COVID-19 has changed nearly every aspect of our daily lives, and consumer spending is no exception. With the UK economy already more than a fifth smaller that it was at the end of 2019 (1), consumer spending has altered massively since the pandemic began, from socially distanced supermarket checkouts, a surge in online spending and restaurants pivoting to offer takeaway services.
COVID-19 has forced many of us to question our lifestyle habits, with more time at home and less security about money, many people in lockdown developed a thrifty ‘make do’ mindset, with a focus on fixing and maintaining what they have rather than buying new. As a nation we spent more on gardening and DIY supplies, as well as hobbies, crafts and technology. It could be said that people started seeking activities that give them longer lasting feelings of wellbeing rather than the instant gratification of buying something new. It’s given people a chance to reconsider what they value the most — health, family and friends and suddenly the latest gadget may not seem worth spending money on. Instead we are opting to purchase affordable household value brands over premium label brands.
For others the pandemic brought a return to a simpler way of living, people have started to grow their own food and even cut their own hair; instead of hitting the high-street on a Saturday they are cooking, quizzing or going for a run. Psychological studies suggest that it takes as little as 18 days for new behaviours to become habits (2), this new perspective may lead to longer lasting changes to consumer spending habits, especially where there it is a catalyst to the fulfilment of an already long-held aspiration.
The pandemic has also been a wake-up call for people who although in secure employment, were living from monthly paycheck to paycheck and who now realise the risk of not having 3–6 months of rainy-day money to help tide them over emergencies. A recent study found that over three quarters of the participants said they have changed their attitudes to savings in light of COVID-19 (3). The same study also found over half of those surveyed said they had learnt about financial tools, price comparison platforms, savings platforms and investment opportunities over lockdown.
Generally, it is the renters, the self-employed and the oldest and youngest workers who are most likely to have had their finances hit hardest. Many people have already lost their jobs and other will need to make readjustments after government-guaranteed schemes finish. There will be naturally less consumer demand as people re-evaluate their financial position, considering the UK has officially entered into a recession.

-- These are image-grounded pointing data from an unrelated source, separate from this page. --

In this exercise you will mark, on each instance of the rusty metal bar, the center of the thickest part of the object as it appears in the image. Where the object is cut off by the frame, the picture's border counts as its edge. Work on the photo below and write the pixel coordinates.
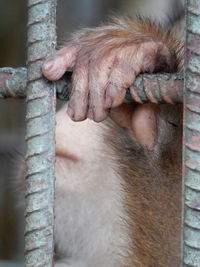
(156, 88)
(40, 118)
(191, 143)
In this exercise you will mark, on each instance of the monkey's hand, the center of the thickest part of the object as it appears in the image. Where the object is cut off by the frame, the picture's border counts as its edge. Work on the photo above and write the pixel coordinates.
(105, 62)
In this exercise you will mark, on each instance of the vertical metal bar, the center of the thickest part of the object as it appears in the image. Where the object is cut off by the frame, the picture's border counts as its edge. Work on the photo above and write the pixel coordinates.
(40, 120)
(191, 143)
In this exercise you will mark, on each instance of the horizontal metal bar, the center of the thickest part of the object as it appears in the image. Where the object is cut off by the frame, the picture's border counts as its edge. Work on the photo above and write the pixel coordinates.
(154, 88)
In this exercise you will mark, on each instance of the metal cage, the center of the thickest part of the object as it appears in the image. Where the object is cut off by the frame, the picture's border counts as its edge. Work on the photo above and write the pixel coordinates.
(40, 119)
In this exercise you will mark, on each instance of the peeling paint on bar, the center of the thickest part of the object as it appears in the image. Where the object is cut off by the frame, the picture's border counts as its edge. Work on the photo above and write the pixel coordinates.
(156, 88)
(40, 119)
(191, 143)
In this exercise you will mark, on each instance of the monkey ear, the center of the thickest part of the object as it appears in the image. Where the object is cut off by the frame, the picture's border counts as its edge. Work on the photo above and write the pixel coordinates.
(140, 121)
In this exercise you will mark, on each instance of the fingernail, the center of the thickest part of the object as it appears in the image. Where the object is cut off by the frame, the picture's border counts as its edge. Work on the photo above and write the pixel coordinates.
(48, 65)
(90, 115)
(108, 102)
(70, 112)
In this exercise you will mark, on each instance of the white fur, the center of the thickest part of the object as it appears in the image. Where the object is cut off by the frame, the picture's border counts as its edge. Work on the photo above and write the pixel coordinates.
(90, 227)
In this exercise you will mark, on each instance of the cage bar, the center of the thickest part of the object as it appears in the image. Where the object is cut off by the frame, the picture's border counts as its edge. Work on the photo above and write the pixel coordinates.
(191, 143)
(40, 119)
(41, 122)
(156, 88)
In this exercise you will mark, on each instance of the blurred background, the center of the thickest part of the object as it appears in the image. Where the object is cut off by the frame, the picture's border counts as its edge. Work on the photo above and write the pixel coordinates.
(71, 15)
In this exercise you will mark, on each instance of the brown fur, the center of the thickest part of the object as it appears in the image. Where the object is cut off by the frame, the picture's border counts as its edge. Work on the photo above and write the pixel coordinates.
(152, 181)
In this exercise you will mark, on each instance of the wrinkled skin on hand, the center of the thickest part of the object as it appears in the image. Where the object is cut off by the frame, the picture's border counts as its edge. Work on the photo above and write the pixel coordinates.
(105, 62)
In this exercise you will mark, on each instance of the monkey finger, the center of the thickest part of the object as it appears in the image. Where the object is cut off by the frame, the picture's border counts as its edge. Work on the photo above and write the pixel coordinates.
(78, 103)
(98, 78)
(54, 67)
(120, 79)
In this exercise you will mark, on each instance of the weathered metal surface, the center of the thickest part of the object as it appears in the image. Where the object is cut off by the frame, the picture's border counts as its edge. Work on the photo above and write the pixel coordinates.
(191, 144)
(156, 88)
(13, 82)
(40, 118)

E-commerce around the world, across sectors has surged this year as consumers looked for anything from cleaning products, coffee, vitamins, pet food and groceries online. It would seem we are also managing our finances more on-line too, even though most bank branches remained open through lockdown, Virgin Money saw online banking registrations almost double in the first week of lockdown in the UK (4).
Some industries however have suffered an alarming decline in revenue — hospitality, travel and transport have been hit hardest as travel restrictions were put in place and people have been socially isolating. Clearly COVID-19 has not impacted every industry equally and for some it could result in a much-needed revival but for others there is no choice but to play the waiting game. Regardless, every industry faces one universal truth: life after the pandemic will look significantly different.